|HOW TO: Improve your B&T (Baja Skunkworks) V1 brakes - Cable Mount Modification|
|One of the important improvements on the V2 brakes over the V1s is the cable grip mount to the calliper assemblies. Of course there are other key ones such as the lever and cable mount assembly, but this thread is to deal with a simple improvement for those with the V1 set up.|
| The cable needs to be a
specific length to allow full movement of your steering action without the
cable end pulling from their housings.
Pic 1 - In V1, the cable sheath end slots into a recess (appx 3-4mm) in a screw type housing (part that retains the spring, and in which the cable threads through, which will be referred to as a cable screw). This is the type found on many cycles etc where the alignment of the cable itself is usually linear or parallel to that of the cable screw and/or does not undergo as vigorous movement as on the baja set up (due to steering).
|If not restrained in
some manner – ie such as the clamps on V2, then the sheath will tend to
form an angle, Pic 2 / 8 (rather than a smooth curve when restrained) with
the cable screw. The angle results from a need to keep the length of the
sheath long enough to stop the sheath pulling out of the cable screw on
full steering lock.
This angle causes friction at the calliper end. Additionally, if the cable end dislodges from the housing (Pic 3), during normal movement from steering/braking for example, this may result in the cable pulling the callipers, partially engaging the brakes. Both of these issues may impair the full potential of the brakes.
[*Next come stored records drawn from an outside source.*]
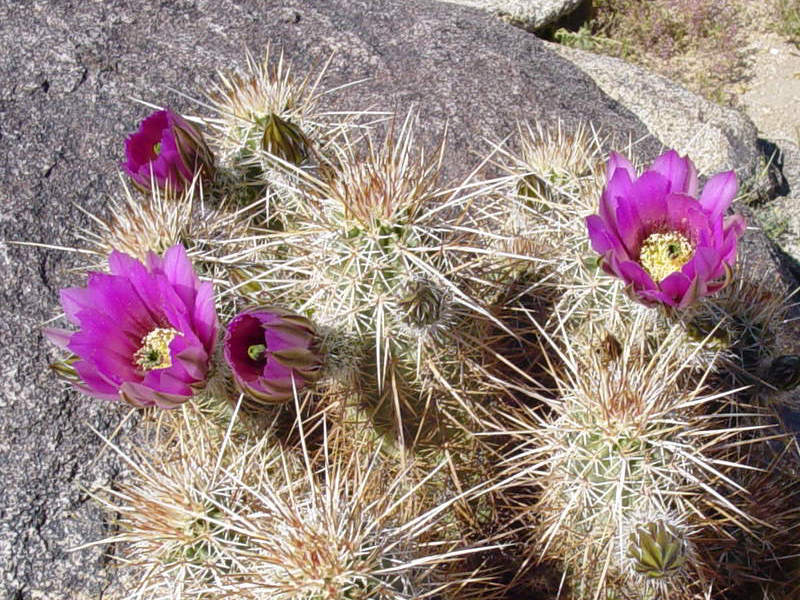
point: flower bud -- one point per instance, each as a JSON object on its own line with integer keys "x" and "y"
{"x": 657, "y": 550}
{"x": 167, "y": 151}
{"x": 271, "y": 352}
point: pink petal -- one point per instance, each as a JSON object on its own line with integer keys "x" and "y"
{"x": 618, "y": 186}
{"x": 632, "y": 272}
{"x": 679, "y": 172}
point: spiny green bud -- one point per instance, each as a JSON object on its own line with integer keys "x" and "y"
{"x": 532, "y": 187}
{"x": 285, "y": 140}
{"x": 784, "y": 372}
{"x": 657, "y": 550}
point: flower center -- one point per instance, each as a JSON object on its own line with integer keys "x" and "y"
{"x": 256, "y": 351}
{"x": 664, "y": 253}
{"x": 154, "y": 352}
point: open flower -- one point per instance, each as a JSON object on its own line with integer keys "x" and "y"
{"x": 146, "y": 332}
{"x": 167, "y": 151}
{"x": 667, "y": 246}
{"x": 271, "y": 352}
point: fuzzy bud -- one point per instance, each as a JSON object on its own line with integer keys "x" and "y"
{"x": 656, "y": 550}
{"x": 285, "y": 140}
{"x": 272, "y": 352}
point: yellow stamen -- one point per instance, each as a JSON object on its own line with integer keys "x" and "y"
{"x": 154, "y": 352}
{"x": 664, "y": 253}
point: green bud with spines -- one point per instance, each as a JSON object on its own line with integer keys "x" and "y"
{"x": 284, "y": 139}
My own B&T brakes were installed a while after the installation of the HBZ bumper (see here). As such, the cables were held pretty straight and were also held nicely in the cable screws. The issue went unnoticed until fairly recently when the HBZ bumper was removed. The above ‘angle’ situation became more pronounced as well as the cable end issue.
|Solution - How to…|
|Remove the L shaped cable screw mount fixed to the calliper, which houses the end of the cable sheath. Remove the cable screw. Protecting the anodizing with a rag (Pic 4) place in a vice and proceed to cut the top portion of the head with a fine hacksaw (Pic 5).|
| Remove the cable
Carefully use a rat tail file (Pic 6) to file down the threading inside the hole – only a marginal amount is needed. Intermittently check the ID against cable sheath OD. The ID should be tight around the sheath, enough so that a fair bit of force is required to ‘screw’ the cable into the aperture (twist it, while pushing carefully ensuring all of the plastic sheathing is entering the hole evenly) – Pic 7. A small bevel filed around the opening will aid cable sheath entry.
Allow the end of the sheath to just protrude past the face of the opening – this will help retain the spring. The cable end is now fully restrained over the 6mm depth of the holder aperture
If done carefully you will end up with a fairly discreet but pretty robust connection and an improvement over existing. Smooth curves to your cables Pic 9 / 10.
Reconnect the mount – use blue threadlock to secure lower screw, top one will obviously be secured with the nut from one of the brake pad screws.